Our preparation, all around, was lacking.
But the fight lasted five months - our positions were not overrun in one day.
Remember also that Pearl Harbor compromised the Philippine plan of defense.
But not even considering it as a possibility was a huge failure of American imagination. Probably largely attributable to racist notions of Oriental inferiority.
I would chalk it up to bureaucratism, not racism.
I think the thought process was: "No one would attack Hawaii first."
Not: "Attacking Hawaii would make sense if our enemy were our equals, not our inferiors."
I'm not saying there was no general atmosphere of racism, just that this was more a failure of imagination than anything else.

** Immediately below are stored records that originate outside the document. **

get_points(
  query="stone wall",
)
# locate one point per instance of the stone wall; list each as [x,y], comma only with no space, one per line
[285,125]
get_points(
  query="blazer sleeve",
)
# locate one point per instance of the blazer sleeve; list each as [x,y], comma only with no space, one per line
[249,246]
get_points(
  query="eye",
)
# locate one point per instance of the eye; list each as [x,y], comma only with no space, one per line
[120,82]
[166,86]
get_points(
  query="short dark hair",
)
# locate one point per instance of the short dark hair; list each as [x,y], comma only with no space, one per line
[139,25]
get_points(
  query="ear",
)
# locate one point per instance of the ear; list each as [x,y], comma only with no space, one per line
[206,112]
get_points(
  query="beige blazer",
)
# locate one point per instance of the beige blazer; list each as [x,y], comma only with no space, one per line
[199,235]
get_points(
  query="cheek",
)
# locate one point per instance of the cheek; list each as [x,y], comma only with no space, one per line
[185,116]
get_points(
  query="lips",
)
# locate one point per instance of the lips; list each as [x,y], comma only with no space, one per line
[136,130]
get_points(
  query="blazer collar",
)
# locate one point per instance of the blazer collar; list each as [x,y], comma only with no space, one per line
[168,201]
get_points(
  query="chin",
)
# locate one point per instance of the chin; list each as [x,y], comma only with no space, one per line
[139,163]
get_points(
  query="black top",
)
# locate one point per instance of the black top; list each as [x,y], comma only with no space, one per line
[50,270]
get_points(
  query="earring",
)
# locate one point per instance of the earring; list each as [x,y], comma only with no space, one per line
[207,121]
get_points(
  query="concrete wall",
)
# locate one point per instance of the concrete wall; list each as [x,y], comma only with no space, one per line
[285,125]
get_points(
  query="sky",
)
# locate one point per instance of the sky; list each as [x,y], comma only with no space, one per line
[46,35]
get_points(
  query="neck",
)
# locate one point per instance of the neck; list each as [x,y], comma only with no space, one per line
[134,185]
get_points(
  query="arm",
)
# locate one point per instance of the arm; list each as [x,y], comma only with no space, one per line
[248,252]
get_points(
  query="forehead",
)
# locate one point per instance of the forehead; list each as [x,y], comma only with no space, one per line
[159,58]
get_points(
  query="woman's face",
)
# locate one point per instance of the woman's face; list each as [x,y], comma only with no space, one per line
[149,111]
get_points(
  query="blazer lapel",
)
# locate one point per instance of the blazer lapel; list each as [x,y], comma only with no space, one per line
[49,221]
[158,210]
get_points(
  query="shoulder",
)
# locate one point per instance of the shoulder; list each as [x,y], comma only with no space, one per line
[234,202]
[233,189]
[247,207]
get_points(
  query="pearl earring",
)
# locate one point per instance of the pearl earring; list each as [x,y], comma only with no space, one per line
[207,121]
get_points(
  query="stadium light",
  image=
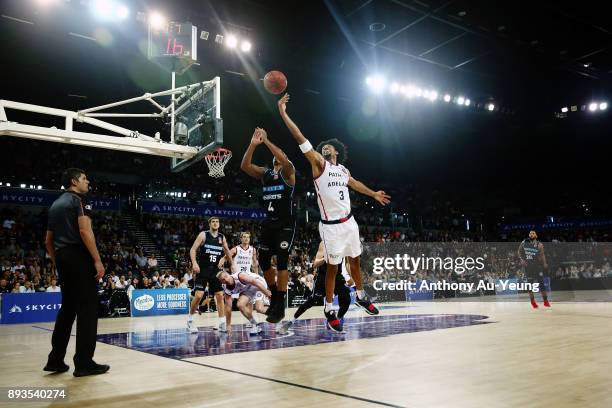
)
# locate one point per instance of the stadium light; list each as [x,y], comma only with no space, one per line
[156,20]
[122,11]
[376,83]
[246,46]
[231,41]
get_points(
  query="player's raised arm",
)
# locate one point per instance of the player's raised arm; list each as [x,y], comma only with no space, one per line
[196,244]
[316,160]
[281,158]
[247,160]
[379,196]
[224,257]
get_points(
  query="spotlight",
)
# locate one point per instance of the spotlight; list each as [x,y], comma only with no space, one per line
[102,8]
[246,46]
[122,12]
[232,41]
[157,21]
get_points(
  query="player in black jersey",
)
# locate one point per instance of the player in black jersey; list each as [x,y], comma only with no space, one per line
[533,259]
[206,251]
[318,291]
[278,229]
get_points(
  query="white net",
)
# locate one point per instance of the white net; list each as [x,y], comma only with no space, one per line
[216,162]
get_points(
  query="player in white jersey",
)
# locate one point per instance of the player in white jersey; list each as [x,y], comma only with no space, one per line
[251,288]
[338,229]
[244,259]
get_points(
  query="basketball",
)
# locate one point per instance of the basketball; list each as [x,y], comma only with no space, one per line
[275,82]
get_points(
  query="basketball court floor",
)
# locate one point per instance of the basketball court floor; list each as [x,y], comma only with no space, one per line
[497,353]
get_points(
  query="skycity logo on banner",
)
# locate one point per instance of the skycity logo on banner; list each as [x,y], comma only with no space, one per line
[155,302]
[202,210]
[30,307]
[44,198]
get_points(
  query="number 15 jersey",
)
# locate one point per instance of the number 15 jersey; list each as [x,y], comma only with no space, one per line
[277,197]
[332,192]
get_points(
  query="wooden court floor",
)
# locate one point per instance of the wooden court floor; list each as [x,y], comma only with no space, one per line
[419,354]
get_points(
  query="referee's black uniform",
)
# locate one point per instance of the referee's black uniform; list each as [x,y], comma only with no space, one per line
[77,278]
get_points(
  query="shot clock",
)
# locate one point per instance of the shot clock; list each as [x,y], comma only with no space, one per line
[174,46]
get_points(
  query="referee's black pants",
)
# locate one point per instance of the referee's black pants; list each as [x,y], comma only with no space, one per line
[77,280]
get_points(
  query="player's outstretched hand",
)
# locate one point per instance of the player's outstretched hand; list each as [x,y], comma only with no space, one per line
[382,197]
[257,138]
[282,103]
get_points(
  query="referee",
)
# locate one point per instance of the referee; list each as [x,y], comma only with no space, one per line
[72,247]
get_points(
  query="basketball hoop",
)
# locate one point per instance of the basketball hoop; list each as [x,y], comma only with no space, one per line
[216,161]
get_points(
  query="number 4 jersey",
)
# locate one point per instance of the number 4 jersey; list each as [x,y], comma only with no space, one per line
[277,197]
[332,192]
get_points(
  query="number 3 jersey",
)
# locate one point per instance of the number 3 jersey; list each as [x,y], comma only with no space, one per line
[332,192]
[243,259]
[277,197]
[210,252]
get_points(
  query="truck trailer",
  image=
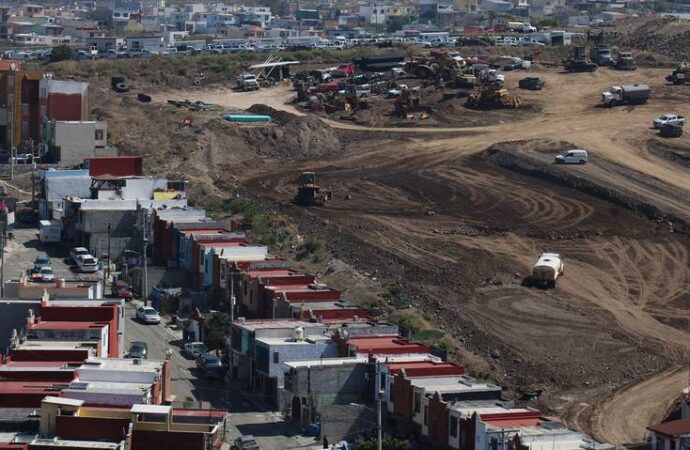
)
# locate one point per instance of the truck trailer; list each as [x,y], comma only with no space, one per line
[627,94]
[547,269]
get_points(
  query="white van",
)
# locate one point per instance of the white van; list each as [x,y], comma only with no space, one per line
[572,157]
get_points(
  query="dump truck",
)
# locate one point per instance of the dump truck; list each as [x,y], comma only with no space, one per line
[627,94]
[247,82]
[680,75]
[309,193]
[600,55]
[531,83]
[547,269]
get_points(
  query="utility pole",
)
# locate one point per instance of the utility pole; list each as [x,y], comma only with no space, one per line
[379,425]
[2,263]
[232,295]
[106,269]
[144,244]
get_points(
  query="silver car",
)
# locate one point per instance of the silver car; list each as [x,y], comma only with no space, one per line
[148,315]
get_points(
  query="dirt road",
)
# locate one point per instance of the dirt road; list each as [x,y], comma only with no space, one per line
[459,227]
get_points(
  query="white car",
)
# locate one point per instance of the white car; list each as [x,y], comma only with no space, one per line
[87,263]
[572,157]
[77,252]
[148,315]
[195,349]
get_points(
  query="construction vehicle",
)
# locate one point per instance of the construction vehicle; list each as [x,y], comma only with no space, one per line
[626,95]
[625,61]
[309,193]
[600,55]
[247,82]
[547,269]
[531,83]
[578,61]
[680,75]
[409,101]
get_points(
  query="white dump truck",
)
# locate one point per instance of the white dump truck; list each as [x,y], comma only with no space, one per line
[547,269]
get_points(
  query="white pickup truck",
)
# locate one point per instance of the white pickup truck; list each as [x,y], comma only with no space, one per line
[669,119]
[547,269]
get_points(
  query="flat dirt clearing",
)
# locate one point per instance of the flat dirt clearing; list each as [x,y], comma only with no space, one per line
[458,216]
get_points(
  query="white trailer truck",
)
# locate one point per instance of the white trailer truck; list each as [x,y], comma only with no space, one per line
[547,269]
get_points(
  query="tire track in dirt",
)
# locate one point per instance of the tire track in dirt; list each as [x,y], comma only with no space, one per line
[622,278]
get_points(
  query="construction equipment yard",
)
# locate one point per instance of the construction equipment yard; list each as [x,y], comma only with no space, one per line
[457,209]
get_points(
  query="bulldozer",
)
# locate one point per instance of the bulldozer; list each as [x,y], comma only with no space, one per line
[309,193]
[491,96]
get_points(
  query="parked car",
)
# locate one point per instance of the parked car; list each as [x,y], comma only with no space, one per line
[120,288]
[210,365]
[41,261]
[44,274]
[148,315]
[246,442]
[572,157]
[194,349]
[531,83]
[138,349]
[77,252]
[87,263]
[22,158]
[669,119]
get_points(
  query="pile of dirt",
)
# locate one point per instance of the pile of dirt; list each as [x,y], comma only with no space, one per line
[279,117]
[665,35]
[297,139]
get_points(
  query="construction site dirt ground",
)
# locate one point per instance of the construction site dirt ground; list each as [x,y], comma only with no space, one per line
[458,216]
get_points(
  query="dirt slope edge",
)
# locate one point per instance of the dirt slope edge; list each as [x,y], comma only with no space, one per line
[533,167]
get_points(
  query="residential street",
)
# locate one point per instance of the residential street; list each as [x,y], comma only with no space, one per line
[247,416]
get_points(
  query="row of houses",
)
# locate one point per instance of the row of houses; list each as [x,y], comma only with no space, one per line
[64,383]
[46,117]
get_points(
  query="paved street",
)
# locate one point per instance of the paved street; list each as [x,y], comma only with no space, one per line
[247,416]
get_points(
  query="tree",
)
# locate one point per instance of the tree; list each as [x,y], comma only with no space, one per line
[61,53]
[216,327]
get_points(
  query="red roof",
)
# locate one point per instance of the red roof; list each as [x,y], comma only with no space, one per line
[673,428]
[513,419]
[392,345]
[66,325]
[190,232]
[426,368]
[251,274]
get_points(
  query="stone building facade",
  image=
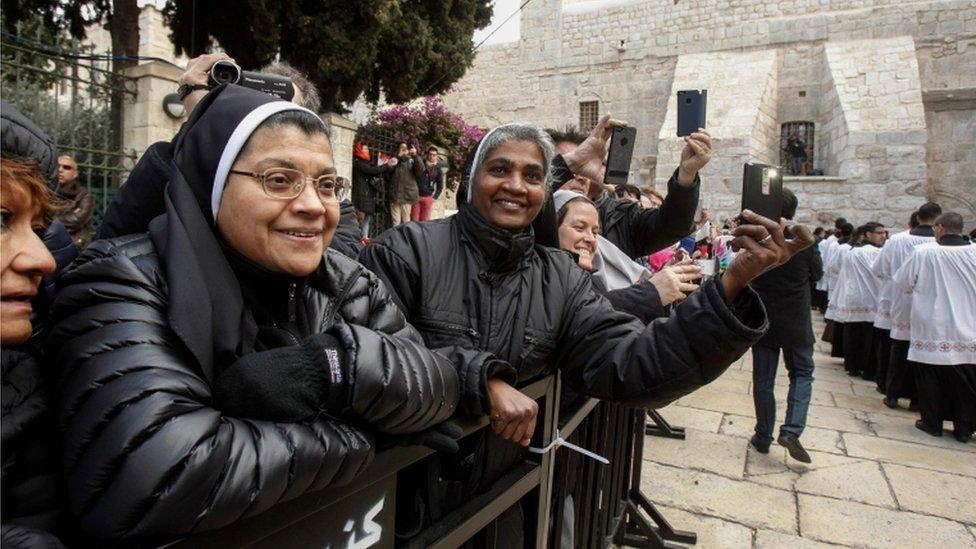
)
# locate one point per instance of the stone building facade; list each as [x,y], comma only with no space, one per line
[145,121]
[890,88]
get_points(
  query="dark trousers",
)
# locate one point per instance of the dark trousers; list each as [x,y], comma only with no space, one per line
[799,365]
[837,343]
[947,393]
[882,354]
[901,380]
[857,349]
[820,299]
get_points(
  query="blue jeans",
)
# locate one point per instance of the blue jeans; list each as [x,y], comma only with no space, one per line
[799,365]
[366,219]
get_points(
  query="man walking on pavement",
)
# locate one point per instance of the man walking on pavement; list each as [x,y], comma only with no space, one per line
[785,291]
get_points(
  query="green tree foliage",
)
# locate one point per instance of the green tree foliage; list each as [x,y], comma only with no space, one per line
[56,15]
[400,48]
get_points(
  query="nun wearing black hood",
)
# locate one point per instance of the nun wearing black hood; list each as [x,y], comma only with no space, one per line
[227,361]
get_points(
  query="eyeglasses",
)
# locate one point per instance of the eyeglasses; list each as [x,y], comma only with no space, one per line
[286,184]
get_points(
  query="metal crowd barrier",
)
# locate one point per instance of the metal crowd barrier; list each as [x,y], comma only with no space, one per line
[363,514]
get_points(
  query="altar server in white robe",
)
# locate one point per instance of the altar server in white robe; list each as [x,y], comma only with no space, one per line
[882,316]
[826,246]
[899,379]
[831,270]
[941,278]
[857,295]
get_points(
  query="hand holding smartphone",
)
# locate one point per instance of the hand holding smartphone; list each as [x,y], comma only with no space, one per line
[762,189]
[691,111]
[621,153]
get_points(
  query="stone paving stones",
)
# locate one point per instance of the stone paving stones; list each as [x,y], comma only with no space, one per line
[692,418]
[767,539]
[933,493]
[859,481]
[850,523]
[900,426]
[721,454]
[875,480]
[906,453]
[710,494]
[707,399]
[712,532]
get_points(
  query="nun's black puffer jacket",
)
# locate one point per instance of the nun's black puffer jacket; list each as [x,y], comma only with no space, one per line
[467,284]
[31,482]
[146,449]
[463,282]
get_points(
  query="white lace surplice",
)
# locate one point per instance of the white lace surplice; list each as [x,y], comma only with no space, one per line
[856,292]
[941,281]
[826,246]
[831,272]
[893,255]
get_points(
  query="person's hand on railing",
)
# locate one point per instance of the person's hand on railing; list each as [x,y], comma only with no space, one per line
[513,414]
[442,437]
[762,245]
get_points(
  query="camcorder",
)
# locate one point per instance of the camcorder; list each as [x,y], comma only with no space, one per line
[227,72]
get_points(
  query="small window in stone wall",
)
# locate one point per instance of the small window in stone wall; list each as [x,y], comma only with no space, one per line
[797,147]
[589,115]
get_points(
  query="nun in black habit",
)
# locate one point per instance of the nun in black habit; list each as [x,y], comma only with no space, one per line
[228,361]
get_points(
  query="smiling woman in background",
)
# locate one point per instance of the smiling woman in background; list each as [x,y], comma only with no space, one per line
[217,365]
[31,460]
[477,281]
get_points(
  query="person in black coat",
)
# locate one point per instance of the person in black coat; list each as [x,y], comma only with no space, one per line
[478,280]
[785,291]
[226,361]
[141,198]
[636,231]
[30,509]
[367,181]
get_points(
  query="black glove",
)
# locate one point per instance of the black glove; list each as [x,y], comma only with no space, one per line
[442,437]
[286,384]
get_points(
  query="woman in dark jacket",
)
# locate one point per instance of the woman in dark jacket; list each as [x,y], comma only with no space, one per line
[367,180]
[31,481]
[478,281]
[217,365]
[629,287]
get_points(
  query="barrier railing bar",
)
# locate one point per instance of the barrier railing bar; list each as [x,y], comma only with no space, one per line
[567,428]
[547,464]
[484,509]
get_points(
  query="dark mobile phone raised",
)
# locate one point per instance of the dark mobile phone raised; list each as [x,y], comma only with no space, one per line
[762,189]
[621,152]
[691,111]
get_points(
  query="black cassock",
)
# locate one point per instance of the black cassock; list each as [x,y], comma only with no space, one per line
[947,393]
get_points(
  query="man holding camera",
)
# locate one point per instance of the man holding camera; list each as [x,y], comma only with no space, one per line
[141,198]
[785,291]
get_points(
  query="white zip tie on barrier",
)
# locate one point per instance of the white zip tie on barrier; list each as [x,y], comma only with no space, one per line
[560,441]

Also, the Japanese themselves knew they were really stretching their capabilities: no one expected to come home.
Well, that's one way of looking at it.
Another is that the Japanese landed on 12 December, and on 24 December MacArthur implicitly admitted defeat in the Battle of Philippines by ordering retreat to Bataan, giving up the rest of the islands to the Japanese.
The American and Filipino defense of Bataan was heroic, but never had even the slightest chance of being anything other than a last stand defeat.
Arguably it delayed the Japanese plans and allowed some time for the counterattack to get started at Guadalcanal and elsewhere.
That the defense of Bataan lasted as long as it did was due at least as much to the Japanese pulling their frontline troops out for use elsewhere as it did to the American resistance. The second and third rate troops replacing them took a lot longer to accomplish the inevitable. But the Americans were penned and were no threat to Japan's plans. In fact, I'd argue that it would have made more military sense for the Japanese to just block the exits from Bataan and wait for starvation to do its job. Why lose men attacking when the end is going to be the same either way?
The only way Bataan could have turned out differently would have been for a US naval force to get command of the seas in the area. But that was far beyond the capabilities of the Navy at the time.